TTB regularly plays festivals and large theatres. In other words, they play in front of some pretty large audiences.
But when TTB wasn’t touring, Kofi would regularly play small clubs in front of small crowds.
I can’t imagine these gigs paid very well. But it didn’t matter.
He’d set up his keyboards and mic up his flute, and he’d wow crowds wherever he went. Be it in front of an audience of 5,000 or 50 people, he loved what he did
I’ve found that most true artists love what they do. They love playing and performing. They love creating and they love making things.
I imagine Kofi made a pretty good living at what he did. But I highly doubt he did what he did for the money.
His heart was his music.
As an author, I’m under no delusion that I’ll ever be the next John Grisham or Robert Patterson. Those men – and other bestselling authors – sell tons of books. Their books are made into blockbuster films. They’re prolific and incredibly popular.
I’m under no delusion that I’ll ever be those guys. I don’t know if I want to be those guys!
What turns me on as an artist is creating something that aligns with my soul and my purpose. I want the words and stories I write to be studied in schools for the next 100 years.
I want to leave a long-lasting impact.
I want my great grandkids to study my books in college. And considering that I’m not even a Dad yet, I know that it’s going to be a while before I’m going to be a great grandfather. Even if I live to see day.
My point is that I’m an artist. And I want to create art in my life.
This is because I have the heart of an artist.
So did Kofi Burbridge.
The best artists of all shapes and sizes all have the heart of an artist.

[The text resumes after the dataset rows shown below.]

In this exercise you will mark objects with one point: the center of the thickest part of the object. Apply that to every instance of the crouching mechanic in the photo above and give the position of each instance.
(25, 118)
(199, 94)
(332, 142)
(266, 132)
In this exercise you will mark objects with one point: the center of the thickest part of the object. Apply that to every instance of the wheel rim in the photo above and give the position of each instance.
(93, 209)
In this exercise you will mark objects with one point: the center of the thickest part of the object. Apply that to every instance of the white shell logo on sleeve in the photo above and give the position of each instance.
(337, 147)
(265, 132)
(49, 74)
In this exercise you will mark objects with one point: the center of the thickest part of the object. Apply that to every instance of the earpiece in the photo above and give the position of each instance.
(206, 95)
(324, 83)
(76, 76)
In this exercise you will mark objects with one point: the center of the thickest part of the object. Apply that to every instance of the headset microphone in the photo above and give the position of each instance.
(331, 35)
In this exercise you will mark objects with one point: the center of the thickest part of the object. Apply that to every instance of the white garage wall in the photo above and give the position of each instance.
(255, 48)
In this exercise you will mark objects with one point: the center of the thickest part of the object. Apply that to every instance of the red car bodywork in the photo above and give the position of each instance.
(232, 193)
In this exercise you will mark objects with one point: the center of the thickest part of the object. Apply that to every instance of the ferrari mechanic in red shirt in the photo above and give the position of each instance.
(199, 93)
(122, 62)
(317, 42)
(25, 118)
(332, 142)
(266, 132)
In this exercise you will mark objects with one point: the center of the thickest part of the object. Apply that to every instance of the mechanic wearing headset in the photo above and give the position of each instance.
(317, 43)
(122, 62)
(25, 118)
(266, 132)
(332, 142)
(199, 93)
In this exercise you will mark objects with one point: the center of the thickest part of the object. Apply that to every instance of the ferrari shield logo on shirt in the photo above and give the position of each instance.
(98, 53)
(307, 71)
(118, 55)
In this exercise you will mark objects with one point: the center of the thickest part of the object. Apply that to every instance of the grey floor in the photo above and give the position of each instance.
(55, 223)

You think Miles Davis didn’t have the heart of an artist?
I could go on and on.
To create big things in your life, you have to have the heart and soul of an artist. You might not have an artistic bone in your body, but you must have the heart of an artist to make those big things happen.
What do I mean by that? Allow King Ryan to ‘splain.
If you’re doing something that you’re not completely aligned with, you’ll never create the big things you want to create in your life.
The best and most-respected CEOs are committed and aligned with their purpose in their businesses.
The finest teachers are committed and aligned with their purpose in their professions.
The best parents are committed and aligned with their purpose as they raise their children.
The greatest people in the world have hearts of artists. They’re not creating cookie cutter companies or halfway raising their kids.
They do these things because they choose it! Not because they have to.
The best teachers choose their students every day.
The best CEOs choose their companies every day.
The best parents choose their children every day.
Time and time again, Kofi Burbridge chose his music. He chose his art.
Time and time again, I choose my coaching clients and my art.
What are you going to choose today? Who are you going to choose today?
Great things are created out of the choices you make every day.
Let me let you in on a little secret…your first choice always needs to be yourself. More than anything, that’ll help you create that big, bold, powerful life.